Depending on the event, you may also get people who have had a bit too much. Try to stay polite and move them along as quickly as possible. They’re there for the experience and it will do you no good to take any negative comments personally.

If you are faced with someone who is belligerent or you just do not feel safe, signal to the staff to have them removed. It’s a safe bet that the organizers of the party don’t want someone there who will ruin the night either.

Make sure clients leave with a smile

No matter what you do, however, never give a negative reading at a party! These people are not your private clients, and even if you see something that is less than bright, try to spin it so it turns out all right to the best of your ability. Ultimately, they are here for a good time, and it will reflect negatively on you if they walk away from your table with a frown.

One of the people I worked with at one of these events had the policy of telling the clients exactly what the cards said. Many people walked away from his table upset. These clients then told their friends at the event not to let him read them. The organizer noticed the lack of party-goers at his table, found out why, and that reader was not asked back the following year.

This may seem incredibly disingenuous. After all, a tarot reading is not a parlour trick. What we do is a very serious practice that takes time to learn and perfect. However, there’s a balance that needs to be maintained between the performer and your spirituality. It is hard to get used to the idea but you will have clients who are just going through bad times. You want to give them hope. Don’t lie, but try to be positive.1

You will be tired

The one thing I didn’t realize when I started doing these types of parties is how tired I would get. You spend the evening basically sitting at a table, but the next day you feel like you ran a marathon. If you want to see the real effect that being a reader has on you, I suggest doing at least one of these parties. You’ll really feel the energy drain the next day. Sometimes for up to a week afterwards.

There’s nothing to really do about it, but to realize that it will happen, and plan ahead to spend the following few days resting. Avoid other taxing spiritual activities for at least a week if you can help it. Meditate, spend time recharging.

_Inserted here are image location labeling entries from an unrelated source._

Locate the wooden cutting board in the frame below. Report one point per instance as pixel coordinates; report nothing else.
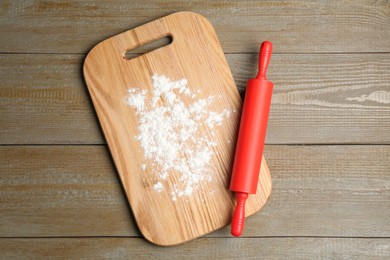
(166, 216)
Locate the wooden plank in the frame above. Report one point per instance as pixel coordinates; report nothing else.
(343, 98)
(294, 26)
(317, 191)
(202, 248)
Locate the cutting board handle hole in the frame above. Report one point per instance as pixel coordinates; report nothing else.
(148, 47)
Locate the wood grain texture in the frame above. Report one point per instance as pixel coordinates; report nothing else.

Sit in parks or woods if you find that helps you ground.

Do what you love

There’s a certain energy at large parties that doesn’t happen at smaller gatherings or single readings. A different feel to things, so to speak. Reading at these events can be invigorating. There is also a bit pride in being able to rapidly read for clients, and it is also a great way to train. There isn’t time to chit chat and really get to know the person, so it really helps you focus your energy quickly, which is a skill that will help you in all kinds of readings.

Large parties can be very exciting. They’re not right for every reader, as they have particular demands that aren’t seen in smaller sessions, however, for certain readers, they can be a stable way to earn income while doing something that they love.

Image credit: Ricardo Rosado

  1. Ed. note: See also: “Tarot and sharing bad news” and “Tarot and the myth of bad cards.” []

3 COMMENTS

  1. Thank you for this insightful and candid perspective. I am thinking about returning to the ‘renting myself out’ gigs after working from my home for quite some time.

    • I particularly love the advice about self care. In helping others, we forget that we also need to take care of ourselves, and check in to make sure we’re not taking on too much.

      Good luck with getting back out there!